I could test the release, then look for bug fixes that landed in
master after my branch started that fix anything that doesn't pass.

Or I could reach out to commit authors and ask them, or I could ask
them to email me, like you mentioned.

Or I could read commit messages and cherry-pick anything that is a bug fix.

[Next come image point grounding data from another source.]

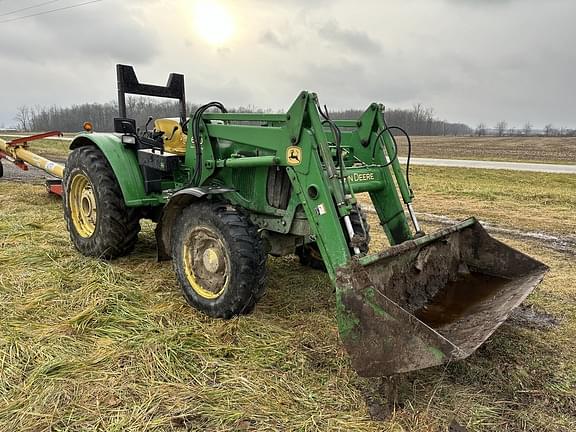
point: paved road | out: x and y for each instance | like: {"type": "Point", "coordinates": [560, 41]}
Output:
{"type": "Point", "coordinates": [460, 163]}
{"type": "Point", "coordinates": [514, 166]}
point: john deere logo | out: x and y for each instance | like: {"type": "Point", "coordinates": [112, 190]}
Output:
{"type": "Point", "coordinates": [294, 155]}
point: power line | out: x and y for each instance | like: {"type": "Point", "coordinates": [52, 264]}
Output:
{"type": "Point", "coordinates": [29, 7]}
{"type": "Point", "coordinates": [50, 11]}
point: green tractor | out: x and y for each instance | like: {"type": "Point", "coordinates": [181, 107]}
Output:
{"type": "Point", "coordinates": [229, 189]}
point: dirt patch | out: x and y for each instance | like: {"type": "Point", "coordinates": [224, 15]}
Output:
{"type": "Point", "coordinates": [528, 316]}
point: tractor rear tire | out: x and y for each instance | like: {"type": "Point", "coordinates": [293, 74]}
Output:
{"type": "Point", "coordinates": [97, 218]}
{"type": "Point", "coordinates": [219, 259]}
{"type": "Point", "coordinates": [309, 254]}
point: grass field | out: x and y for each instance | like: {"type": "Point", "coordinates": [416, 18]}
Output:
{"type": "Point", "coordinates": [531, 149]}
{"type": "Point", "coordinates": [524, 149]}
{"type": "Point", "coordinates": [92, 345]}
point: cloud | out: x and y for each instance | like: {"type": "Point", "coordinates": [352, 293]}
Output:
{"type": "Point", "coordinates": [86, 34]}
{"type": "Point", "coordinates": [271, 38]}
{"type": "Point", "coordinates": [353, 40]}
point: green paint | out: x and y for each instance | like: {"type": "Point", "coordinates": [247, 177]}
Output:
{"type": "Point", "coordinates": [124, 163]}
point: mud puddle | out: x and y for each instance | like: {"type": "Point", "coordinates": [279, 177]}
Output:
{"type": "Point", "coordinates": [459, 298]}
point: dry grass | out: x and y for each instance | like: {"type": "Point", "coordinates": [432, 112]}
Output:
{"type": "Point", "coordinates": [92, 345]}
{"type": "Point", "coordinates": [529, 201]}
{"type": "Point", "coordinates": [558, 150]}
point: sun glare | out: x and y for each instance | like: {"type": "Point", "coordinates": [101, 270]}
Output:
{"type": "Point", "coordinates": [213, 21]}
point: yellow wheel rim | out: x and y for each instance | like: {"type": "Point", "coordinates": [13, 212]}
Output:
{"type": "Point", "coordinates": [82, 202]}
{"type": "Point", "coordinates": [206, 262]}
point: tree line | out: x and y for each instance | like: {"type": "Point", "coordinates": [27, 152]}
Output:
{"type": "Point", "coordinates": [418, 120]}
{"type": "Point", "coordinates": [501, 129]}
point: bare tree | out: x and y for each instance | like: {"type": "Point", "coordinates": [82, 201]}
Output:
{"type": "Point", "coordinates": [23, 117]}
{"type": "Point", "coordinates": [481, 129]}
{"type": "Point", "coordinates": [501, 127]}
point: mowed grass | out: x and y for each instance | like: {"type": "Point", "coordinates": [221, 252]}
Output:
{"type": "Point", "coordinates": [523, 200]}
{"type": "Point", "coordinates": [93, 345]}
{"type": "Point", "coordinates": [524, 149]}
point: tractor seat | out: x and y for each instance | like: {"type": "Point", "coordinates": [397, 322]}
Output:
{"type": "Point", "coordinates": [172, 143]}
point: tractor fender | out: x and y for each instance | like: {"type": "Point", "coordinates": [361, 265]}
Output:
{"type": "Point", "coordinates": [178, 202]}
{"type": "Point", "coordinates": [123, 162]}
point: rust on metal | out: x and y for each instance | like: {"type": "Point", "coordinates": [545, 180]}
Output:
{"type": "Point", "coordinates": [432, 300]}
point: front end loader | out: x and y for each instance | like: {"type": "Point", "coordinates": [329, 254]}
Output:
{"type": "Point", "coordinates": [228, 189]}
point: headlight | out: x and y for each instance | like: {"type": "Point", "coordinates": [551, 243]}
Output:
{"type": "Point", "coordinates": [128, 139]}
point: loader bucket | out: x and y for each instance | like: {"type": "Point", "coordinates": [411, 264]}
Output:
{"type": "Point", "coordinates": [430, 301]}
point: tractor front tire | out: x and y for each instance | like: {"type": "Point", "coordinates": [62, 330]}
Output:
{"type": "Point", "coordinates": [219, 259]}
{"type": "Point", "coordinates": [97, 218]}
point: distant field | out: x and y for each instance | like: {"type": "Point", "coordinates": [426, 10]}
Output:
{"type": "Point", "coordinates": [93, 345]}
{"type": "Point", "coordinates": [532, 149]}
{"type": "Point", "coordinates": [559, 150]}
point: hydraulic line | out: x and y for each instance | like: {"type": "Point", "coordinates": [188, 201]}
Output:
{"type": "Point", "coordinates": [196, 119]}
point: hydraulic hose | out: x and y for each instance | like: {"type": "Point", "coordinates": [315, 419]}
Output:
{"type": "Point", "coordinates": [196, 120]}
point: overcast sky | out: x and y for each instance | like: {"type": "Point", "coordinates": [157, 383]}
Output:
{"type": "Point", "coordinates": [472, 60]}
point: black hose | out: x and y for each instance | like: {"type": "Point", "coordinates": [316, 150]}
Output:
{"type": "Point", "coordinates": [337, 141]}
{"type": "Point", "coordinates": [398, 128]}
{"type": "Point", "coordinates": [196, 119]}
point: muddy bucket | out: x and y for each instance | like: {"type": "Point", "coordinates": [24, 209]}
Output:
{"type": "Point", "coordinates": [430, 301]}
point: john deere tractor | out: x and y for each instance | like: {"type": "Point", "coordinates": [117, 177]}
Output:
{"type": "Point", "coordinates": [229, 189]}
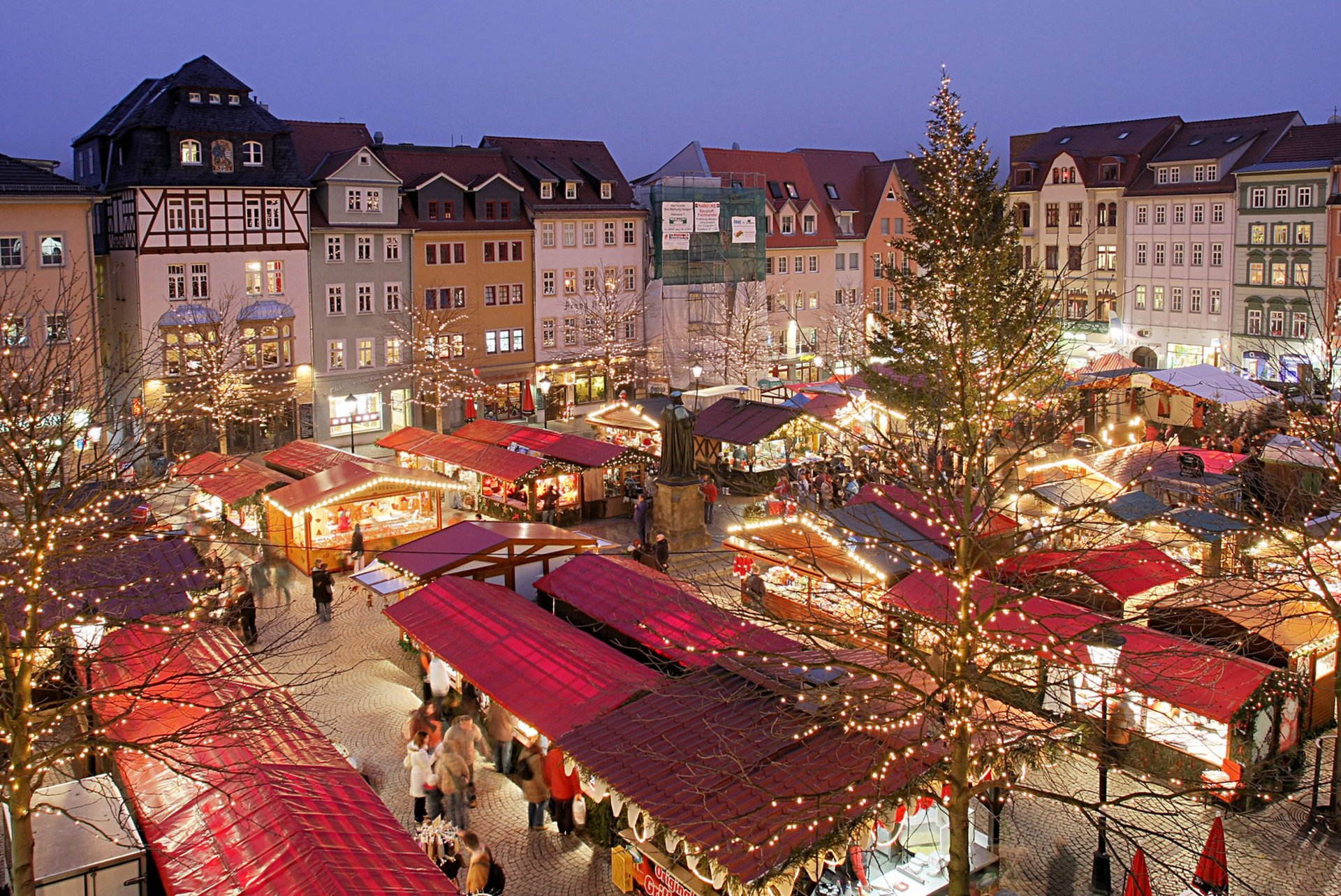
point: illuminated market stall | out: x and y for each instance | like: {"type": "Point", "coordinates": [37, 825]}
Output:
{"type": "Point", "coordinates": [230, 489]}
{"type": "Point", "coordinates": [314, 518]}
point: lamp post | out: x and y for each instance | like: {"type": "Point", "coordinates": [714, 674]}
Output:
{"type": "Point", "coordinates": [349, 404]}
{"type": "Point", "coordinates": [546, 384]}
{"type": "Point", "coordinates": [1106, 649]}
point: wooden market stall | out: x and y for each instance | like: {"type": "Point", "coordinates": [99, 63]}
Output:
{"type": "Point", "coordinates": [597, 485]}
{"type": "Point", "coordinates": [314, 518]}
{"type": "Point", "coordinates": [230, 489]}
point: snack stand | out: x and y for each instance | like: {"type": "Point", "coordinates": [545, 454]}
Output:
{"type": "Point", "coordinates": [314, 518]}
{"type": "Point", "coordinates": [230, 489]}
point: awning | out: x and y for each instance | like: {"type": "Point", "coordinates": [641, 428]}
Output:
{"type": "Point", "coordinates": [254, 809]}
{"type": "Point", "coordinates": [666, 616]}
{"type": "Point", "coordinates": [230, 479]}
{"type": "Point", "coordinates": [541, 668]}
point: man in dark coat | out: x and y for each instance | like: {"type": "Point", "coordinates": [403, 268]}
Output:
{"type": "Point", "coordinates": [322, 591]}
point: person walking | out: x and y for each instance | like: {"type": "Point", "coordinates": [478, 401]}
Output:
{"type": "Point", "coordinates": [502, 730]}
{"type": "Point", "coordinates": [356, 548]}
{"type": "Point", "coordinates": [322, 591]}
{"type": "Point", "coordinates": [466, 738]}
{"type": "Point", "coordinates": [710, 498]}
{"type": "Point", "coordinates": [564, 788]}
{"type": "Point", "coordinates": [453, 782]}
{"type": "Point", "coordinates": [420, 762]}
{"type": "Point", "coordinates": [640, 518]}
{"type": "Point", "coordinates": [663, 552]}
{"type": "Point", "coordinates": [532, 770]}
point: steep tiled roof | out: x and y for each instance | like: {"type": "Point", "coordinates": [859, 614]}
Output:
{"type": "Point", "coordinates": [779, 168]}
{"type": "Point", "coordinates": [1307, 144]}
{"type": "Point", "coordinates": [587, 161]}
{"type": "Point", "coordinates": [316, 140]}
{"type": "Point", "coordinates": [26, 179]}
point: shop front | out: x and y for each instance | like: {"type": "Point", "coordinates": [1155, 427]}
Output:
{"type": "Point", "coordinates": [314, 518]}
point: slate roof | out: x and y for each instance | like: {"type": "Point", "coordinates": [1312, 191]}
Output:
{"type": "Point", "coordinates": [534, 159]}
{"type": "Point", "coordinates": [24, 179]}
{"type": "Point", "coordinates": [316, 140]}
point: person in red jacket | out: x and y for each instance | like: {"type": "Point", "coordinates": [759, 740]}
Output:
{"type": "Point", "coordinates": [564, 789]}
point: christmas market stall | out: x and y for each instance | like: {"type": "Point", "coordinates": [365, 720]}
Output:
{"type": "Point", "coordinates": [314, 518]}
{"type": "Point", "coordinates": [648, 615]}
{"type": "Point", "coordinates": [494, 480]}
{"type": "Point", "coordinates": [1186, 706]}
{"type": "Point", "coordinates": [631, 424]}
{"type": "Point", "coordinates": [255, 797]}
{"type": "Point", "coordinates": [548, 674]}
{"type": "Point", "coordinates": [597, 486]}
{"type": "Point", "coordinates": [753, 438]}
{"type": "Point", "coordinates": [230, 489]}
{"type": "Point", "coordinates": [511, 555]}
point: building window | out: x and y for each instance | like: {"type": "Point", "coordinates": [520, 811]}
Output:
{"type": "Point", "coordinates": [52, 251]}
{"type": "Point", "coordinates": [176, 282]}
{"type": "Point", "coordinates": [200, 281]}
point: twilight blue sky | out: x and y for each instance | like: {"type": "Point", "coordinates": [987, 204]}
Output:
{"type": "Point", "coordinates": [651, 77]}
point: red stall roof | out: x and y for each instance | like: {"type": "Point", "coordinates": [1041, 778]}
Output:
{"type": "Point", "coordinates": [1167, 667]}
{"type": "Point", "coordinates": [670, 617]}
{"type": "Point", "coordinates": [749, 778]}
{"type": "Point", "coordinates": [1125, 571]}
{"type": "Point", "coordinates": [230, 479]}
{"type": "Point", "coordinates": [307, 457]}
{"type": "Point", "coordinates": [261, 808]}
{"type": "Point", "coordinates": [541, 668]}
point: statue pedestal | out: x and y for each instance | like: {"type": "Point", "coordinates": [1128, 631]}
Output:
{"type": "Point", "coordinates": [677, 511]}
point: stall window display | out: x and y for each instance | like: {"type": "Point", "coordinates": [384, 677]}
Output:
{"type": "Point", "coordinates": [389, 517]}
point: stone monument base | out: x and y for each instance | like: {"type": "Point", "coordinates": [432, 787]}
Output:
{"type": "Point", "coordinates": [677, 511]}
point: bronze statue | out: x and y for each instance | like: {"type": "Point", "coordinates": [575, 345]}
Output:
{"type": "Point", "coordinates": [676, 440]}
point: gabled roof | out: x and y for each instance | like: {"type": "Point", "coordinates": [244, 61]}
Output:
{"type": "Point", "coordinates": [316, 140]}
{"type": "Point", "coordinates": [19, 177]}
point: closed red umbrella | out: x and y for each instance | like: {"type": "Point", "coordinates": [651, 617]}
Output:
{"type": "Point", "coordinates": [1212, 871]}
{"type": "Point", "coordinates": [1139, 876]}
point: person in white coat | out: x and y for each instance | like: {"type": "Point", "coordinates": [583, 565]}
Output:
{"type": "Point", "coordinates": [419, 760]}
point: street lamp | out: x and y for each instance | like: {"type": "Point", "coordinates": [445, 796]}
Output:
{"type": "Point", "coordinates": [546, 384]}
{"type": "Point", "coordinates": [349, 404]}
{"type": "Point", "coordinates": [1106, 649]}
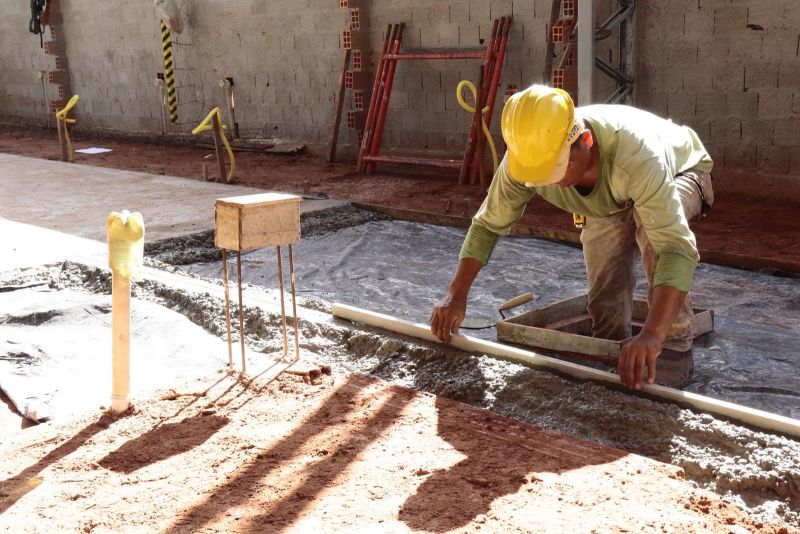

On Fri, Aug 19, 2016 at 9:01 AM, Tim Armstrong <[email protected]> wrote:
> How do you plan to choose which commits to cherry-pick? Should we let you
> know if we think a patch should/shouldn't be part of the release?
>
> On Fri, Aug 19, 2016 at 8:44 AM, Tom White <[email protected]> wrote:
>
>> Thanks for volunteering to do the release Jim! The plan looks fine to me.
>>
>> Tom
>>
>> On Fri, Aug 19, 2016 at 4:42 PM, Todd Lipcon <[email protected]> wrote:
>> > Sounds great to me!
>> >
>> > Todd
>> >
>> > On Aug 19, 2016 8:41 AM, "Jim Apple" <[email protected]> wrote:
>> >
>> >> I would like to volunteer to be the next release manager for an
>> >> upcoming Apache Impala 2.7 (incubating) release. I plan to:
>> >>
>> >> 1. Get a vote done adding to our bylaws the procedure for creating a
>> >> branch. (See thread from yesterday)
>> >>
>> >> 2. Create a release branch, possibly backdated a few commits from HEAD
>> >> to a commit that looks stable.
>> >>
>> >> 3. Maintain that branch by cherry-picking bugfix commits from "master"
>> >> as necessary to get the tests running cleanly.
>> >>
>> >> 4. Make a release candidate and call for a vote here, then on the IPMC
>> >> list (which is required for Incubator releases)
>> >>
>> >> Obviously, this glosses over some details about publishing and signing
>> >> releases, but I would welcome feedback on this outline.